Quelle volonté de survivre, de supporter avec patience et détermination les pires épreuves pour pouvoir arriver au but que l’on s’est fixé - quelle leçon de vie !

C’est intéressant et instructif, donc, mais l’intérêt majeur de ce film se trouve dans sa dimension cinématographique, dans les images extraordinaires que l’on voit étalées sur ce grand écran : le paysage lunaire tout blanc animé par ces longues files d’êtres noirâtres qui nous ressemblent tant, le spectacle incroyable de l’aurore boréale de l’Antarctique, les scènes de plongée et de chasse sous-marines : ce film est une séquence ininterrompue d’images magnifiques. En particulier, la scène sous-marine où les Empereurs après tant de mois d’efforts et de souffrances plongent enfin dans la mer en explosant de joie de vivre et de nager - quelle beauté, et quelle émotion !

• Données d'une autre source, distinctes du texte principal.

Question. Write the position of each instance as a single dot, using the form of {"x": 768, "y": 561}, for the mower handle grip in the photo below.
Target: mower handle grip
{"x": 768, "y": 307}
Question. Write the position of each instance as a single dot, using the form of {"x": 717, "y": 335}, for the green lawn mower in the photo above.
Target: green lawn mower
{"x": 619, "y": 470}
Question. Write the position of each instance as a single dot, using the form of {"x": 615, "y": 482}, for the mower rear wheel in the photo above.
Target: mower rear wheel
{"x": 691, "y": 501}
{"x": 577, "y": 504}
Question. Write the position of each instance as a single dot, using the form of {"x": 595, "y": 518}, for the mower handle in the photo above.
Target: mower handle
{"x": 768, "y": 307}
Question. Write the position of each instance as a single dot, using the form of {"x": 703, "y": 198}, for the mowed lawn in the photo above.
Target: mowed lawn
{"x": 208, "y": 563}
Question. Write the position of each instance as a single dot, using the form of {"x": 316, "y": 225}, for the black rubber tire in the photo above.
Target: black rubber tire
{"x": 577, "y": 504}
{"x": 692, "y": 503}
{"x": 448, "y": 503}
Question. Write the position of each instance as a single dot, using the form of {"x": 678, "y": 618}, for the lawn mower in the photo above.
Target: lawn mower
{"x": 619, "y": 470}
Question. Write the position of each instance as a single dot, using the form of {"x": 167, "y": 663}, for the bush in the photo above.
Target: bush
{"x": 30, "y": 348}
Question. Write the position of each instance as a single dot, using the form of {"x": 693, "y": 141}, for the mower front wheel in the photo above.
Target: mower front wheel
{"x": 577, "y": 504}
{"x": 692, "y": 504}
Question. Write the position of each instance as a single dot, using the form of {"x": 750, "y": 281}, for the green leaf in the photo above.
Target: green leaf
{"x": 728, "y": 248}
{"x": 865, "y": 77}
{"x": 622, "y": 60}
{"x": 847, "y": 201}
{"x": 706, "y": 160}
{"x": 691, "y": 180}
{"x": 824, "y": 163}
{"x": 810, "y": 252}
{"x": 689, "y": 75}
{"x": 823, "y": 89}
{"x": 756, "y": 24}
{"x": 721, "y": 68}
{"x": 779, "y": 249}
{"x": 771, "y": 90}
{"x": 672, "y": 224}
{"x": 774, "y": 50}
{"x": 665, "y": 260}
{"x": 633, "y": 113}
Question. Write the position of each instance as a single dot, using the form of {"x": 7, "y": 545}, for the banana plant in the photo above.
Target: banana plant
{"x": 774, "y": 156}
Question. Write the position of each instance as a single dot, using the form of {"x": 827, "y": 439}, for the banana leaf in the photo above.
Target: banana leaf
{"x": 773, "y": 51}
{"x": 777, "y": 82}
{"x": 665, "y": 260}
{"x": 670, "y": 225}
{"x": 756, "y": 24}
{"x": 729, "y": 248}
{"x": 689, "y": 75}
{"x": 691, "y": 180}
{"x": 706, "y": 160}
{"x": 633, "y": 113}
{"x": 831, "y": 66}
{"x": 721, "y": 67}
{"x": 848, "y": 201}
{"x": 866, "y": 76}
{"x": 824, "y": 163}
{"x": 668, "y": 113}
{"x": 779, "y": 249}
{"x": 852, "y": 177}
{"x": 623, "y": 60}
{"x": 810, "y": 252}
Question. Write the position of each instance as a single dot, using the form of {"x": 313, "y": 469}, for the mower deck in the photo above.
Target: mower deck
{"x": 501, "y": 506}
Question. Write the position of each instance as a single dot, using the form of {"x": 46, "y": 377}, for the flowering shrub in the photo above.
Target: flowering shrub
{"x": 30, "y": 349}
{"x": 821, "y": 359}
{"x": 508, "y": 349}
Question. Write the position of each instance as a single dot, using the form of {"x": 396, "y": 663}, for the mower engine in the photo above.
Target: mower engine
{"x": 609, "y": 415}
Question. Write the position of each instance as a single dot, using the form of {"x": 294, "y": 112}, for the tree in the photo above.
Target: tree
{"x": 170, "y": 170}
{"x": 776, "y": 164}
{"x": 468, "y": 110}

Tout n’est pas parfait quand même, car les dialogues, bien trop gnangnans pour mon goût, ne sont pas à la hauteur du reste. Il est vrai qu’ils auraient plu à ma petite compagne, qui s’était réveillée juste à temps pour se joindre aux applaudissements enthousiastes de la salle à la fin du film.

Mais l’anthropomorphisme un peu trop poussé de ce film remarquable ne l’empêche aucunement d’être une grande réussite qui fait honneur au cinéma français.